I knew that wasn't the question. But all babies whose parent gets child allowance begining in Sept. 2002 is entitled to a £250 baby bond and if the parent doesn't claim it the Government opens an account anyway. 

It took years, decades, for the US and UK treasuries to negotiate a treaty acknowledging pension trusts and entitlements as taxable only when received. That right to defer taxation arises only from domestic law in every other case. Mostly the capital and interest in question do not justify the professional expertise required to deal with reporting requirements in the "other" country of taxation. That's why it is deplorable that there are automatic penalties of $1,000 and $10,000 etc. for nonreporting of foreign accounts, trusts, limited companies, etc.

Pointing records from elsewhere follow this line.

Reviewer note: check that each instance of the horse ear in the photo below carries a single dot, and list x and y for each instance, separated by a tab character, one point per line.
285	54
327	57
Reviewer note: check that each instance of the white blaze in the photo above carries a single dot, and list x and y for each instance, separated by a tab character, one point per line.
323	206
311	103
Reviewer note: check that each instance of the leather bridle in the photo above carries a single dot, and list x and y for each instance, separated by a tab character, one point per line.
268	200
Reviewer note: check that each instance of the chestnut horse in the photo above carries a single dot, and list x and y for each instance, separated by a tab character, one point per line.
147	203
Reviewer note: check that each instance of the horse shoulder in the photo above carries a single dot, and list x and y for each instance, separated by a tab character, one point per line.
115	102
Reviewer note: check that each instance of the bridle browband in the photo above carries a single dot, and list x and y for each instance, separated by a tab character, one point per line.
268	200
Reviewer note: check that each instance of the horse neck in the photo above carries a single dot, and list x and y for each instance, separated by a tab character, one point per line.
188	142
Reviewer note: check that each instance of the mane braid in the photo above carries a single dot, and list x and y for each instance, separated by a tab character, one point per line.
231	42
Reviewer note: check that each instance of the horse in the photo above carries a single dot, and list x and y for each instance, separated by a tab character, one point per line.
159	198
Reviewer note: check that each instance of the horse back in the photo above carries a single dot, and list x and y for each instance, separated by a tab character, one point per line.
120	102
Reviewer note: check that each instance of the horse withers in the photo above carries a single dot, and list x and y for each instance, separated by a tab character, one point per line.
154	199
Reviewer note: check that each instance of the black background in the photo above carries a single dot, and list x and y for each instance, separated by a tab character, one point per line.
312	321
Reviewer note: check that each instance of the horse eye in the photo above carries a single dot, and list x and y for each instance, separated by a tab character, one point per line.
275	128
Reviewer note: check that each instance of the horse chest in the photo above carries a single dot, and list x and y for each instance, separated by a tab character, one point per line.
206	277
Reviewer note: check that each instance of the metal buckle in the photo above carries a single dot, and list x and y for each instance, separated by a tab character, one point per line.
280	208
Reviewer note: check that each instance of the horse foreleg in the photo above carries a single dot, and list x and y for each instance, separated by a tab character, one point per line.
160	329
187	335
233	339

As I wrote earlier, with a bit of advance planning you could have avoided some of the reporting requirements. A proper trust created by a US person would likely have entailed filing form 3520, which is not nice, but your arrangement doesn't seem to require it:
Instructions for Form 3520 (2008)
A child's trust fund might:

Reportable Event
A reportable event includes:
1. The creation of a foreign trust by a U.S. person.
2. The transfer of any money or property, directly or indirectly, to a foreign trust by a U.S. person, including a transfer by reason of death. This includes transfers that are deemed to have occurred under sections 679(a)(4) and (5). 
3. The death of a citizen or resident of the United States if:
The decedent was treated as the owner of any portion of a foreign trust under the grantor trust rules or
Any portion of a foreign trust was included in the gross estate of the decedent.

Penalties
A penalty generally applies if Form 3520 is not timely filed or if the information is incomplete or incorrect. Generally, the penalty is:
35% of the gross value of any property transferred to a foreign trust for failure by a U.S. transferor to report the transfer,
35% of the gross value of the distributions received from a foreign trust for failure by a U.S. person to report receipt of the distribution, or
5% of the amount of certain foreign gifts for each month for which the failure to report continues (not to exceed a total of 25%). See section 6039F(c).